Ask an Archivist Day 2021

#AskAnArchivist 2021

You asked. We answered. And we had a whole lot of fun doing it. On October 13, 2021, Archives staff answered questions on Twitter and Instagram for #AskAnArchivist Day 2021.

As the Smithsonian Institution Archives social media manager, #AskAnArchivist Day is always something I look forward to. It’s a day when I get to learn from my colleagues, interact with our followers, and just get to have a lot of fun playing around. Below are just a few of the questions we answered this year.

GIF for ask an archivist day. The text reads: #AskAnArchivist Day @SmithsonianArch October 13, 2021.

Can you talk about some strategies for doing online research during These Difficult Times?

Deborah: I wrote a blog post about online research strategies. How do you get the biggest (Smithsonian knowledge) bang for your (archival research) buck? Start with the Biodiversity Heritage Library and the Smithsonian Transcription Center

Are there any specific media formats in your collections that you find super frustrating to preserve and make accessible to researchers? 

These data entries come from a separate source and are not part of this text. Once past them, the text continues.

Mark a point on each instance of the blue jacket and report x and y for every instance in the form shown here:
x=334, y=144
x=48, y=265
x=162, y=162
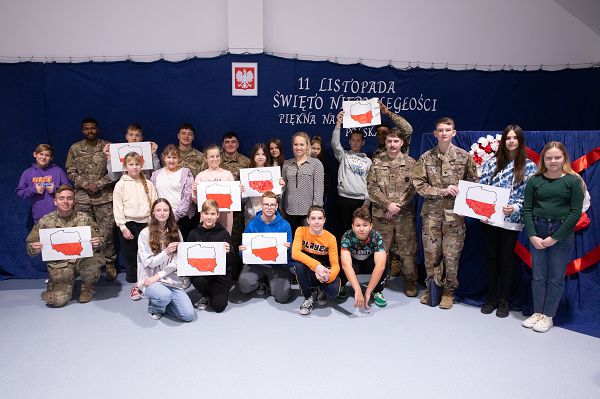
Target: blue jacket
x=278, y=225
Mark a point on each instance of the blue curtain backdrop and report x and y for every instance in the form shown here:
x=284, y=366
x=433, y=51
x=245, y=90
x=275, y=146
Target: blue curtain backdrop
x=579, y=309
x=46, y=102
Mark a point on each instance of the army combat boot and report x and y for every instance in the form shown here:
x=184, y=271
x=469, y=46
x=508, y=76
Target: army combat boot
x=447, y=298
x=87, y=292
x=425, y=297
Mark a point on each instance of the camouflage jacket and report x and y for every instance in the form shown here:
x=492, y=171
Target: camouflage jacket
x=436, y=171
x=87, y=164
x=193, y=160
x=234, y=163
x=52, y=221
x=390, y=180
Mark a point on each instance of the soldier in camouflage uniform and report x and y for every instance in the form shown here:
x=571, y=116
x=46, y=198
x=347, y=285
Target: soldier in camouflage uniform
x=233, y=161
x=189, y=157
x=86, y=168
x=391, y=191
x=436, y=177
x=64, y=272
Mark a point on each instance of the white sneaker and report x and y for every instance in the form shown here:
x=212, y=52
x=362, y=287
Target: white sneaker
x=530, y=322
x=202, y=304
x=543, y=324
x=306, y=307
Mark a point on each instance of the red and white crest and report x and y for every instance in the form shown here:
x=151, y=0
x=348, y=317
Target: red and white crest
x=244, y=78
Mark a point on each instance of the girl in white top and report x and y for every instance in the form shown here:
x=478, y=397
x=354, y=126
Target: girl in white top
x=157, y=266
x=212, y=153
x=132, y=200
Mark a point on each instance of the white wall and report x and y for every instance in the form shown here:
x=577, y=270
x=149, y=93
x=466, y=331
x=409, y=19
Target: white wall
x=457, y=32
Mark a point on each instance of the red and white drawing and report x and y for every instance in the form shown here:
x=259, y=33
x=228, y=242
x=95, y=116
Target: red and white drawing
x=244, y=78
x=481, y=201
x=226, y=193
x=361, y=113
x=264, y=248
x=258, y=180
x=66, y=243
x=201, y=258
x=118, y=151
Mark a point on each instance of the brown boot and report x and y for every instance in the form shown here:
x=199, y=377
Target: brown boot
x=111, y=272
x=425, y=297
x=410, y=288
x=447, y=299
x=87, y=292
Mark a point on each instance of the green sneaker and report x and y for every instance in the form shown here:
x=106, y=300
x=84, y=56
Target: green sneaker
x=342, y=294
x=379, y=299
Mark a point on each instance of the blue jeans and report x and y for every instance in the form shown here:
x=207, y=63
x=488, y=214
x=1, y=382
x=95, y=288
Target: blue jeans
x=308, y=279
x=548, y=267
x=170, y=300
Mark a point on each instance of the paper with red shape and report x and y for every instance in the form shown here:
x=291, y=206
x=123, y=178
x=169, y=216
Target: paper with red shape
x=226, y=193
x=66, y=243
x=201, y=258
x=361, y=113
x=118, y=151
x=258, y=180
x=481, y=201
x=264, y=248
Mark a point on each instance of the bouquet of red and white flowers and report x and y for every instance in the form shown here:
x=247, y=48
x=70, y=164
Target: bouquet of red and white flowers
x=484, y=149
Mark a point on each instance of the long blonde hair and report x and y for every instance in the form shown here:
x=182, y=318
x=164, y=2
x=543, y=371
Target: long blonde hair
x=138, y=158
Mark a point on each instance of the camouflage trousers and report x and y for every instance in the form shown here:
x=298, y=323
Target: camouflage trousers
x=400, y=239
x=103, y=216
x=63, y=275
x=443, y=241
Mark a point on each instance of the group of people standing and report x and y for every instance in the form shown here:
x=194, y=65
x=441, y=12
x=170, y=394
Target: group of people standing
x=376, y=198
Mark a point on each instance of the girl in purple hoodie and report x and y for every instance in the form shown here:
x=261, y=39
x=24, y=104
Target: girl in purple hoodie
x=38, y=183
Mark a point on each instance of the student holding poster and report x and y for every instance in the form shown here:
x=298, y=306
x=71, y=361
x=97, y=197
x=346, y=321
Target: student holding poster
x=157, y=266
x=212, y=154
x=64, y=272
x=278, y=277
x=552, y=207
x=435, y=177
x=214, y=290
x=510, y=169
x=316, y=260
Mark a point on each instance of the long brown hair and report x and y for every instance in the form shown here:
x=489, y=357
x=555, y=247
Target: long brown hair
x=158, y=240
x=503, y=155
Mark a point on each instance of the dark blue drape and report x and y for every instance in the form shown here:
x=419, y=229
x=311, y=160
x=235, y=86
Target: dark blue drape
x=579, y=308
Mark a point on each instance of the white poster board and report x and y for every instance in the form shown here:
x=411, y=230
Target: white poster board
x=481, y=201
x=264, y=248
x=258, y=180
x=226, y=193
x=119, y=150
x=361, y=113
x=201, y=259
x=66, y=243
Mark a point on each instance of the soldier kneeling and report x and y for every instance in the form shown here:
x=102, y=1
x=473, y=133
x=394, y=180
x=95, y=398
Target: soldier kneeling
x=64, y=272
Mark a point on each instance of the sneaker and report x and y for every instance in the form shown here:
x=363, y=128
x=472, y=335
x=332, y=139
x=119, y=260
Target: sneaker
x=155, y=316
x=306, y=307
x=202, y=304
x=262, y=289
x=489, y=306
x=135, y=294
x=379, y=299
x=532, y=320
x=343, y=293
x=543, y=324
x=503, y=309
x=321, y=298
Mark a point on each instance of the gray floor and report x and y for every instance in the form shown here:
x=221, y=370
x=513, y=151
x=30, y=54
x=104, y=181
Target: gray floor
x=110, y=348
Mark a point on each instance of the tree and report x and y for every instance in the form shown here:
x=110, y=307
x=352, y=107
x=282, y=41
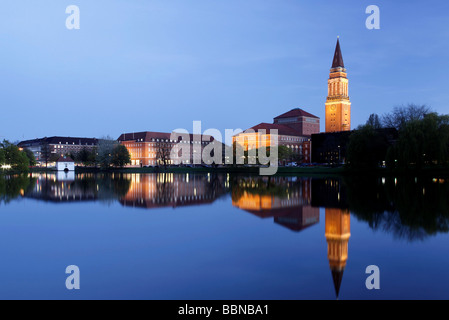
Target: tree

Alison: We've got quite a few. Magnetic media (open reel audio tape & many video formats) deteriorates at a rapid rate. It's difficult to preserve due to its "degradescence"— it degrades quickly and the playback equipment used to preserve the content is often obsolete. Iron gall ink is challenging to preserve because, as it ages, the excess iron sulfate in the ink causes degradation of the paper or parchment support underneath. Over time, you can actually lose large pieces of the support because it becomes so brittle, thus losing content. Oversize photographs and maps can be a challenge to preserve but are even more challenging to serve safely to researchers. Excessive and inappropriate handling of large objects can often cause more damage than any inherent issues with the material itself!

What projects are your staff working on right now?

Mitch: I recently accessioned the email account of Dr. Spencer Crew, interim director of the National Museum of African American History and Culture (NMAAHC) and former director of the National Museum of American History. This new accession only covers his time at NMAAHC.

How do you know what’s worth preserving/archiving and what is just clutter?

Deborah: Collection development policies! Every archives has (or should have) one. When you assess new materials, you decide whether they meet your archives/ collecting scope. Retention schedules also help a lot for institution archives like ours.

What does a typical day look for a conservator at an archives?

*knocks on the conservation lab door*

GIF from an Instagram story featuring a drawing of bee genitalia. The text reads: You really can't m

I found William Bennett treating a drawing of bee genitalia from the paper of entomologist Grace Sandhouse (Record Unit 7456).

What was your favorite find from your holdings in 2021?

Deborah: Last week, I came across a brouhaha between Smithsonian Tropical Research Center scientists and Hollywood producers in 1953 over...ants. Though the crew of the The Naked Jungle (1954) initially planned to film army ants in Panama, they settled for carpenter ants in the studio. Ever the "'sticklers' for the truth," the Smithsonian scientists insisted the film producers avoid misidentifying the ants. They promised: "we shall in no way attempt to present them as army ants from Barro Colorado Island."

Letter noting that the producers will in "no way attempt to present them [the ants] as army ants fro

What's the raddest piece of music that's come in with a collection, inadvertently or otherwise?

Emily: The “Smithsonian Polka” slaps.